The Reserve Bank, and some economists claim aggregate demand for goods and services is outstripping supply which will keep consumer price inflation above the official 2-3% target until the end of 2025. I think that’s overly pessimistic. Here’s why.
Inflation spike over
A gap emerged in 2020 and 2021 because of a pandemic pause to production which collided with the government and the RBA stimulating demand.
But supply chain shortages, fiscal deficits and quantitative easing ended two years ago which is why inflation almost halved from its peak of 7.8% over the year to the December quarter of 2022.
Services inflation remained stubborn because increased savings caused by pandemic social restrictions were splurged afterwards. These excess savings have now been exhausted.

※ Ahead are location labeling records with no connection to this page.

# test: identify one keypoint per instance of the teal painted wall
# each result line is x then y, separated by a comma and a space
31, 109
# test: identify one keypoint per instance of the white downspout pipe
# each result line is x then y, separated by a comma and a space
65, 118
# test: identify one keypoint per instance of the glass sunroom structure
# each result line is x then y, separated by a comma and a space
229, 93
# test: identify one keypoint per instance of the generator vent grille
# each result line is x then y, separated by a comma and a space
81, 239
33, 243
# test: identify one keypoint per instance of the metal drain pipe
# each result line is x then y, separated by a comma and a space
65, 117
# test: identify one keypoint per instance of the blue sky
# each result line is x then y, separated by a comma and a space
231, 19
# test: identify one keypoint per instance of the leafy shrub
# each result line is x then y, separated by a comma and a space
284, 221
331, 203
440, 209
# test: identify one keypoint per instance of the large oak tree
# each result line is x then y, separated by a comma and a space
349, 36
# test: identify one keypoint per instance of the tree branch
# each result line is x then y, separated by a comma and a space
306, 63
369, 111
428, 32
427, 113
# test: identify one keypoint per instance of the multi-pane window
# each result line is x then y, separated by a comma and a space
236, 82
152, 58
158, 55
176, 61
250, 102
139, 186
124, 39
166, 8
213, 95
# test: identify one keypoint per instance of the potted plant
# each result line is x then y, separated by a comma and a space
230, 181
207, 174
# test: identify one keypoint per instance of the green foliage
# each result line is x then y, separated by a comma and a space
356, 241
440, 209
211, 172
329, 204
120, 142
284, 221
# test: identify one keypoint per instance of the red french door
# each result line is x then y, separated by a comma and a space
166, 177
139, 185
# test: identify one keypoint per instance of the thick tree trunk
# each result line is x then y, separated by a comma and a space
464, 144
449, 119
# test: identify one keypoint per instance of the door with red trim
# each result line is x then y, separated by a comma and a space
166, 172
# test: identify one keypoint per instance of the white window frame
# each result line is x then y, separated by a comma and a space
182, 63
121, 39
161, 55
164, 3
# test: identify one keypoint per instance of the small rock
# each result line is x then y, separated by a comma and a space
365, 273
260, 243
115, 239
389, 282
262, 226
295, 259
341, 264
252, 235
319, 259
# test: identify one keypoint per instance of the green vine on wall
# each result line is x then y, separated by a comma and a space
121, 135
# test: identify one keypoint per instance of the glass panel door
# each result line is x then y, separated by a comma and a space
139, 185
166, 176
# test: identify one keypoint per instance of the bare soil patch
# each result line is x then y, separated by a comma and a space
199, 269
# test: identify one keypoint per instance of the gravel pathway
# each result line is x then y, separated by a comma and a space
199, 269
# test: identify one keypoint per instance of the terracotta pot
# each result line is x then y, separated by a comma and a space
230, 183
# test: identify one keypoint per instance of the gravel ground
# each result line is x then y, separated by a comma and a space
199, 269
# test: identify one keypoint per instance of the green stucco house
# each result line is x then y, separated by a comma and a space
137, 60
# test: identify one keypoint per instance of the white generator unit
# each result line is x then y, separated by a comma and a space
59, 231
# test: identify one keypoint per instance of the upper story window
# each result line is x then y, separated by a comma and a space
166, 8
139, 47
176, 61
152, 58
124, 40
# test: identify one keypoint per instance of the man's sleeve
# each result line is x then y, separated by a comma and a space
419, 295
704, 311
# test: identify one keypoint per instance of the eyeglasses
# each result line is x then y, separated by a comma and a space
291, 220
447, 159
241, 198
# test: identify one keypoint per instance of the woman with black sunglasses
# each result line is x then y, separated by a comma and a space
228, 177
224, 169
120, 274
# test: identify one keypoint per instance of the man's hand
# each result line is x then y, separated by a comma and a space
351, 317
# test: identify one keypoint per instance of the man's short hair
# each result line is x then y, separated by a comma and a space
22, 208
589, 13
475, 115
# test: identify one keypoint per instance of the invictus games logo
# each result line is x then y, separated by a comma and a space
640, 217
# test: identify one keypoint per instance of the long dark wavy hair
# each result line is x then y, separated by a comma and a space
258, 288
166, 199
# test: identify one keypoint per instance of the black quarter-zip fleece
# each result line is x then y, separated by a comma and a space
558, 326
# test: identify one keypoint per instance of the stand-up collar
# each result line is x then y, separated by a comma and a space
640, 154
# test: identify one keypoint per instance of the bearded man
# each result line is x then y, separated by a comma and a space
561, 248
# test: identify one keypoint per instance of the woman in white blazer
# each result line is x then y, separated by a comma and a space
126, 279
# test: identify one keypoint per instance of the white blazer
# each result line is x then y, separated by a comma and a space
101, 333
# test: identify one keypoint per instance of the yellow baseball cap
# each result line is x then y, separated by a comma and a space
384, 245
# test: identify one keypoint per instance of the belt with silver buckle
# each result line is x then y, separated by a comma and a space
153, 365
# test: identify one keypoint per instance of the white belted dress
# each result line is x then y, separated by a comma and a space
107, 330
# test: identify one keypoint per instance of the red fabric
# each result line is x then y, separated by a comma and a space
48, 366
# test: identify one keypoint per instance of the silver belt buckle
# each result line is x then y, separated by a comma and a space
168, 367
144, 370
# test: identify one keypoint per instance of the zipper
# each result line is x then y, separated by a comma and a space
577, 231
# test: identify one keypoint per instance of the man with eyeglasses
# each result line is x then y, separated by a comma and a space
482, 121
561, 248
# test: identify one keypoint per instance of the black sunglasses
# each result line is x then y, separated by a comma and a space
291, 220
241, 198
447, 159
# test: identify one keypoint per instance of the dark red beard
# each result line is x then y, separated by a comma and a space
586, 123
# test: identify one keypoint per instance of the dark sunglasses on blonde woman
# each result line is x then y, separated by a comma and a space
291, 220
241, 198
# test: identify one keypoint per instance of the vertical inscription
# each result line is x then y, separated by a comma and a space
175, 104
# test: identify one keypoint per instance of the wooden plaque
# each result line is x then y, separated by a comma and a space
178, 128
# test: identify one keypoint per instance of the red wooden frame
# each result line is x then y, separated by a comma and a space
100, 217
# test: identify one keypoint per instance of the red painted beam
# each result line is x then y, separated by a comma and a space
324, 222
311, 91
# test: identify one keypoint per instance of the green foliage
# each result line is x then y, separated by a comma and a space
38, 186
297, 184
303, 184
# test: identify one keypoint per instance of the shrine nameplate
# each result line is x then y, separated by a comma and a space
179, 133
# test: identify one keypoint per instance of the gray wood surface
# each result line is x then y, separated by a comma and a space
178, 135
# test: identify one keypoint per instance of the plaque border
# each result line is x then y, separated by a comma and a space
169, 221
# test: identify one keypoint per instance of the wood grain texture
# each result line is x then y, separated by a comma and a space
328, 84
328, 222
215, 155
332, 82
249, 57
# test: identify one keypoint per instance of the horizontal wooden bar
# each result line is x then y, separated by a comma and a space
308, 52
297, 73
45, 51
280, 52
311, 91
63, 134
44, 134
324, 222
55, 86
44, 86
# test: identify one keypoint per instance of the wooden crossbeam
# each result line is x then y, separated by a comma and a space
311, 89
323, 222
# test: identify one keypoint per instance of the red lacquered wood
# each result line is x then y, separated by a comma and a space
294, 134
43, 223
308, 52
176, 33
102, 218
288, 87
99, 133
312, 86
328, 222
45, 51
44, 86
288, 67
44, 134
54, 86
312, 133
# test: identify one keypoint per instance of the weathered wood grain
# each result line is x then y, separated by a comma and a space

Most of the remaining big spenders are retirees who have paid off their home mortgages and are enjoying increased interest and rental income from their retirement assets. They are splashing much of their largesse on overseas travel which does not fuel local inflation.

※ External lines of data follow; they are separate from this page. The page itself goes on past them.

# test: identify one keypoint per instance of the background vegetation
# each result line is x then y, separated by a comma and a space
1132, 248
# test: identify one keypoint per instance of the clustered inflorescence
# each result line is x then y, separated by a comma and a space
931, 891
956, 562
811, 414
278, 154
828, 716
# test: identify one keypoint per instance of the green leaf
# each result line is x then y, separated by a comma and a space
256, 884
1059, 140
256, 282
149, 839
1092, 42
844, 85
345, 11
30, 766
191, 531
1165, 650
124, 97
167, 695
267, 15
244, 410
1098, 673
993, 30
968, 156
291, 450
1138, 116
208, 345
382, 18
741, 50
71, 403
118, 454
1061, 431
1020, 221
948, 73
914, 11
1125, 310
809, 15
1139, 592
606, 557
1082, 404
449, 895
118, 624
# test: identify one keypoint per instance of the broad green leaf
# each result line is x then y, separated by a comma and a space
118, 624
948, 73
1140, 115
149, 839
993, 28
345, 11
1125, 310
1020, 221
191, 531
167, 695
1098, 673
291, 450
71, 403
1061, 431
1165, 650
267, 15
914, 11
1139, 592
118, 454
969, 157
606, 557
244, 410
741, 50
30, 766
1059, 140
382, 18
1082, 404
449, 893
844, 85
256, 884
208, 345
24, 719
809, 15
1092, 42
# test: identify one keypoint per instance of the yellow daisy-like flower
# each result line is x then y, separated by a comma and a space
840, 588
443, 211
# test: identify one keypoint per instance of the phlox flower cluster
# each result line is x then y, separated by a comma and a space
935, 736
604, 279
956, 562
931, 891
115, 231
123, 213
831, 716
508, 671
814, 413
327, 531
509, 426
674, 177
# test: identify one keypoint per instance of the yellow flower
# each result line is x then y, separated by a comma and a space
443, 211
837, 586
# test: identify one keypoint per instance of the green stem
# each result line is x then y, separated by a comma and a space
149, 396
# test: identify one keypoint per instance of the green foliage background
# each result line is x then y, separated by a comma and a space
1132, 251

The latest national accounts show that over the twelve months to the March quarter 2024 total domestic demand rose only 0.2% whereas total domestic production rose 1.1%.
Breaking down these totals, the only components that grew by over 1.0% were imports (up 5.1% which included overseas holidays) and business investment (up 3.4%).
That was good news because any excess domestic demand flowed into imports (of which there are no longer shortages) and private investment (which should boost productivity putting downward pressure on unit costs). Also inventories rose because supplies outran sales.
So, in hindsight, Australia has suffered a pandemic related inflation spike that is gradually unwinding. Now that excess personal savings are gone, that unwinding should accelerate.
Counter-Arguments
A qualification is that the income tax cuts from July could accelerate demand keeping inflation sticky. Another risk is that the pressure for wages to catch up to prices mounts before productivity rises can accommodate it. Of course, only time will tell.
A recent news story claimed that the explosive growth in care services (child, disability, home, aged and health) is causing a shortage of semi-skilled workers resulting in overpayment for lower productivity work. If so, this can be addressed by cracking down on contractor fraud in the NDIS and prioritising migrant admissions for care work.
Another concern is that inflation will be stoked by more spending on extra housing, renewable energy and defence capacity. But this will be spread over many years and alleviating housing and power shortages should dampen inflation. As for a bigger military to GDP ratio I doubt that will happen soon given other budgetary pressures.
This year and next, lower real wages, higher rates and rents, lower commodity prices, lower immigration (especially overseas students), and depleted savings will weigh on the economy making it hard for a resurgence in total demand. And the easing of skill shortages (following record immigration) should cool the labour market.
Reserve Bank’s limits
If I’m right the inflation outbreak was an aberration due to a two-year health crisis, not a structural imbalance in the economy that will last indefinitely. Henec progress on reducing CPI inflation should soon resume.
Like other economist I want an ambitious productivity enhancing reform agenda to lift Australia’s living standards. But it is a mistake to blame the ongoing low growth of the past decade for the inflation spike of the pandemic which was a cyclical event.
For several reasons such as higher government debt, increased protectionism and industry concentration, long term inflation may settle around 3% rather than 2% with interest rates returning to their historic norm before the 2008 global financial crisis. If so, let’s not goad the Reserve Bank to fight higher underlying inflation that can be corrected by disciplined fiscal policy and a more open and competitive economy.